Zhurnal Srednevolzhskogo Matematicheskogo Obshchestva ◽

10.15507/2079-6900.21.201904.430-442 ◽

2019 ◽

Vol 21 (4) ◽

pp. 430-442

Author(s):

Oleg E. Galkin ◽

Svetlana Y. Galkina

Keyword(s):

Differential Equations ◽

Banach Algebras ◽

Foundations Of Quantum Mechanics ◽

Continuous Functions ◽

Heisenberg Equation ◽

Complex Numbers ◽

Bounded Operators ◽

First Order ◽

First Case ◽

Families Of Operators

This work is devoted to the study of some properties of linear homogeneous differential equations of the first order in Banach algebras. It is found (for some types of Banach algebras), at what right-hand side of such an equation, from the invertibility of the initial condition it follows the invertibility of its solution at any given time.
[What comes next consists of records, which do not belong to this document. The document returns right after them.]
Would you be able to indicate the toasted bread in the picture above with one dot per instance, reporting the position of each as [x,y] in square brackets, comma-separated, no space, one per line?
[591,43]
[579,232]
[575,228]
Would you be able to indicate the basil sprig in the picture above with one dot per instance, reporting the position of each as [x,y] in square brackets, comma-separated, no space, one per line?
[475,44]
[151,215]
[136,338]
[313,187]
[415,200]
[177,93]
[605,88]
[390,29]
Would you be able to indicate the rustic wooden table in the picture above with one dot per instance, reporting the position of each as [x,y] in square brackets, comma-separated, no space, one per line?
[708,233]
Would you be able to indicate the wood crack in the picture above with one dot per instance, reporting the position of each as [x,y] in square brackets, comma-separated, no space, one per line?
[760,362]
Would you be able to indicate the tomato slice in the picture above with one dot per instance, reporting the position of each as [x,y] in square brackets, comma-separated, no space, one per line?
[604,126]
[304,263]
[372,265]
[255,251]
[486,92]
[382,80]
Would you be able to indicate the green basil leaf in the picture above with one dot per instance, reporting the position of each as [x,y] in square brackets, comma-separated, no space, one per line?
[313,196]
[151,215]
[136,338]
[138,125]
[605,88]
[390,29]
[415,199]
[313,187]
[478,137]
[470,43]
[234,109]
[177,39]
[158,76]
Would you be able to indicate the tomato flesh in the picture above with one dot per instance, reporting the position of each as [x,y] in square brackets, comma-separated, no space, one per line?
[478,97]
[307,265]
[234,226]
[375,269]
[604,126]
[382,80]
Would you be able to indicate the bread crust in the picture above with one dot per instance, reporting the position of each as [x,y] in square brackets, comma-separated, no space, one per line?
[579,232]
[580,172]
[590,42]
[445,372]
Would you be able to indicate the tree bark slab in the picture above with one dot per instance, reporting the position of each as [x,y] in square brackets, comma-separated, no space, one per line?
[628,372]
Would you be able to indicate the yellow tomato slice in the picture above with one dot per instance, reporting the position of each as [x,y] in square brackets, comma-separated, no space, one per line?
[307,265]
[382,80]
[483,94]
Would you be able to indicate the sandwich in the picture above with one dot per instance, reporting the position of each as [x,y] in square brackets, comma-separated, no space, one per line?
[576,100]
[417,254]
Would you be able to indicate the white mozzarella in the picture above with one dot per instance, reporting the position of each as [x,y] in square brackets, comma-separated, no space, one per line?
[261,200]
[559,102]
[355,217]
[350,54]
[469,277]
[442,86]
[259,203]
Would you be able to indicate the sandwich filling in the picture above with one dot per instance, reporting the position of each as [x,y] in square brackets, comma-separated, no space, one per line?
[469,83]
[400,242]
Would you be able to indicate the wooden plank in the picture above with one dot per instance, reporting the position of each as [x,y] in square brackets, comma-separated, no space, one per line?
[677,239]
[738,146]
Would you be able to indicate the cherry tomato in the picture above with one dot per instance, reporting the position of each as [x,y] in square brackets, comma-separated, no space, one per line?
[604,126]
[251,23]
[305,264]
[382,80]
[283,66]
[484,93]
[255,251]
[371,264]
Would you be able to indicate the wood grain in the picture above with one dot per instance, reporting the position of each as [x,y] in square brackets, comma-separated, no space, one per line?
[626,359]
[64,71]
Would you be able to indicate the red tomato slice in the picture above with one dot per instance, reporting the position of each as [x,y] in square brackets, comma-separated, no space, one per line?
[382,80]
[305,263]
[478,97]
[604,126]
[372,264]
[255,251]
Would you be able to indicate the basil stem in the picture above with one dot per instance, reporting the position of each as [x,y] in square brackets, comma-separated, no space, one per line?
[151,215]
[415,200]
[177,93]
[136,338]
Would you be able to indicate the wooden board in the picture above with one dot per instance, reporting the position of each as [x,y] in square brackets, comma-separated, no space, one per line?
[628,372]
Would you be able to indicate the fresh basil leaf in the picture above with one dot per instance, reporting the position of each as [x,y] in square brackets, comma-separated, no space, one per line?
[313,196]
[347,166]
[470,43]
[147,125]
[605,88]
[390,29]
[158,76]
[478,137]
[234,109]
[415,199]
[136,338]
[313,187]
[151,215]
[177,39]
Associative Banach algebras over the field of real or complex numbers are considered. The right parts of the studied equations have the form [F(t)](x(t)), where {F(t)} is a family of bounded operators on the algebra, continuous with respect to t∈R. The problem is to find all continuous families of bounded operators on algebra, preserving the invertibility of elements from it, for a given Banach algebra. In the proposed article, this problem is solved for only three cases. In the first case, the algebra consists of all square matrices of a given order. For this algebra, it is shown that all continuous families of operators, preserving the invertibility of elements from the algebra at zero must be of the form [F(t)](y)=a(t)⋅y+y⋅b(t), where the families {a(t)} and {b(t)} are also continuous. In the second case, the algebra consists of all continuous functions on the segment. For this case, it is shown that all families of operators, preserving the invertibility of elements from the algebra at any time must be of the form [F(t)](y)=a(t)⋅y, where the family {a(t)} is also continuous. The third case concerns those Banach algebras in which all nonzero elements are invertible. For example, the algebra of complex numbers and the algebra of quaternions have this property. In this case, any continuous families of bounded operators preserves the invertibility of the elements from the algebra at any time. The proposed study is in contact with the research of the foundations of quantum mechanics. The dynamics of quantum observables is described by the Heisenberg equation. The obtained results are an indirect argument in favor of the fact, that the known form of the Heisenberg equation is the only correct one.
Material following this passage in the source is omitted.